While developing the modules I've taken the "build your tests before writing any code" approach which is all fine and dandy while I'm working on it, but I just don't know how I'm going to release the modules with the tests as they are now.
The problem is that testing anything useful at all requires not only the usage of a Flickr API key but also some rather precise information on a person's info, a few test pictures, photosets, and so on.
Of course I'm using my own information for the tests, but I'm not really happy with releasing a module into the wild with all that information on it!
I know I could just capture the result of the original Flickr API response for each instance I needed it, change some values around and test my modules against that result but that is just evading the problem and a whole lot of extra work.
I just don't know how I'm going to tackle this one...
(This entry is cross-posted from my personal weblog atAsk the perl QA mailing list http://qa.perl.org
Re:Ask in perl.qa
gambuzino on 2005-05-20T10:42:56
Hum... didn't think of that one, thanks for the tip!
Re:dummy acccount
gambuzino on 2005-05-20T10:46:23
Yep, this will actually be plan B.
Right now I've got some good leads on a way which doesn't actually require me to connect to Flickr (using Mock objects) and I'll give it a try as it would allow the testing to go through even without Internet connectivity.
But if this fails your suggestion (or, if it fails just creating a free test user with some stock photos in there, like pfig suggested on my blog) will be the way to go.Re:dummy acccount
Aristotle on 2005-05-21T08:33:13
Of course, using mock objects means your module will install flawlessly for users but then promptly bomb out on them, should the Flickr API ever change. I’d ask Flickr if they don’t already provide an account for testing. I remember thatdyndns.org
provided one for their proto-webservice years ago – basically, internet-centuries in the past.
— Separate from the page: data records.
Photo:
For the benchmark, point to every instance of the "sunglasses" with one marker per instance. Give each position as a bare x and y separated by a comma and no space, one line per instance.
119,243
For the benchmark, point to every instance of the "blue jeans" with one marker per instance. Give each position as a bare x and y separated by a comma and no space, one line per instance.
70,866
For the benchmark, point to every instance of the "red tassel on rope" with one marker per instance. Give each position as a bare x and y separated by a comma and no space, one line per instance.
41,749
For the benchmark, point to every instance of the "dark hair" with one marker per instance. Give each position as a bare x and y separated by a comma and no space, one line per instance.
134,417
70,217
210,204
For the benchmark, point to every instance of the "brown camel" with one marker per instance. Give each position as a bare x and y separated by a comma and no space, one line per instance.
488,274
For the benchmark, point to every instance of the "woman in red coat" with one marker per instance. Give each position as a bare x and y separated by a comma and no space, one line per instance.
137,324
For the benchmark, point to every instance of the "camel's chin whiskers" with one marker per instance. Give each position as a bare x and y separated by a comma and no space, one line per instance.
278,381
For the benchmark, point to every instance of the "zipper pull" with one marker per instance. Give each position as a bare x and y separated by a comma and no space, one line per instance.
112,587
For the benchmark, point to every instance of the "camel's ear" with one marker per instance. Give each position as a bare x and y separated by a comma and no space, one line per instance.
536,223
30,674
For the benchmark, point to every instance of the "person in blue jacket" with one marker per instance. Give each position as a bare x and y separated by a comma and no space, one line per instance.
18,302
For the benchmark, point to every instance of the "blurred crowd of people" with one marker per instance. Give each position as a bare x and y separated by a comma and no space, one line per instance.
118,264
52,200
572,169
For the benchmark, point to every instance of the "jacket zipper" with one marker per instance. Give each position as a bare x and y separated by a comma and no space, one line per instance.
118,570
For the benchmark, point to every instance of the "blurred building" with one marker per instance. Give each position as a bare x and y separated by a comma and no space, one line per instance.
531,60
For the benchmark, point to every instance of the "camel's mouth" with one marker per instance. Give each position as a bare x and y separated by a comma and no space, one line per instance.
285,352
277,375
If Flickr are worth anything they’ll have anticipated this.Re:dummy acccount
gambuzino on 2005-05-21T17:00:45
That's a point I've considered myself, but then I don't think this sort of testing is supposed to catch that.
As far as I know testing is supposed to ensure that given a "perfect" response from Flickr the instalation works for the user. In other words the tests aim at is ensuring the user has the environment correctly setup in order to be able to use the modules (and, of course, that I didn't screw up i nsome way that breaks the modules on their setup).
Changes in the API will always break the modules and I must deal with them anyway, but since I won't be running "make test" every day to catch that possibility I don't think that is much of an issue...
Does this make sense?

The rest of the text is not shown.